On 24 August, WHO was notified of the country’s first confirmed case and subsequent outbreak initially located in the extremely remote Jeera County in the country’s Equateur Province. That county is located some 1200 kilometres from the capital city, Kinshasa. No paved roads connect the two areas. The outbreak is currently concentrated in the Boende district of the Province.

Traditional beginning

The outbreak, which began in the traditional way, with handling of infected bushmeat, was initially small: 24 suspected cases, with 13 deaths, largely among health workers who attended the index case. This was a young pregnant woman, married to a hunter, who is thought to have fallen ill on 26 July, when symptoms of fever, diarrhoea, and bleeding developed. She died of Ebola virus disease on 11 August.

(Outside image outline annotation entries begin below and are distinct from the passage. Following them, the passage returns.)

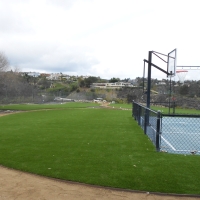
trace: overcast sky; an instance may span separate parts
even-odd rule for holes
[[[0,0],[0,51],[20,71],[108,79],[142,77],[151,50],[177,48],[178,66],[200,66],[199,7],[199,0]],[[152,77],[166,75],[153,69]],[[200,70],[186,79],[200,80]]]

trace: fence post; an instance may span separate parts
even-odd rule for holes
[[[138,124],[141,125],[141,106],[138,105]]]
[[[156,123],[156,150],[160,151],[160,124],[161,124],[161,112],[157,113],[157,123]]]
[[[145,108],[145,111],[144,111],[144,134],[146,135],[147,134],[147,109]]]
[[[132,102],[132,117],[135,118],[135,115],[134,115],[134,114],[135,114],[135,113],[134,113],[134,109],[135,109],[134,107],[135,107],[135,106],[134,106],[134,104],[135,104],[135,102],[134,102],[134,100],[133,100],[133,102]]]

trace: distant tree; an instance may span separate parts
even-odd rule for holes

The announcement of those first cases immediately ignited worries that the virus might have spread from west to central Africa. WHO could put those worries to rest on 2 September, when its collaborating laboratory in Gabon, the Centre International de Recherches Médicales, released full sequencing data.

This was indeed Ebola Zaire, as in West Africa, but as the lab report noted, “the virus from Boende district is definitely not derived from the variant currently circulating in West Africa”. The DRC virus showed 99% homology with a virus from the 1995 Ebola outbreak in Kikwit, DRC.

DRC’s 7th Ebola outbreak

The current outbreak is the country’s seventh since the Ebola Zaire virus emerged there in 1976, in an area bordered by the Ebola River. A nearly simultaneous outbreak that same year emerged in South Sudan (then Sudan), but involved a different Ebola virus species – the Sudan species.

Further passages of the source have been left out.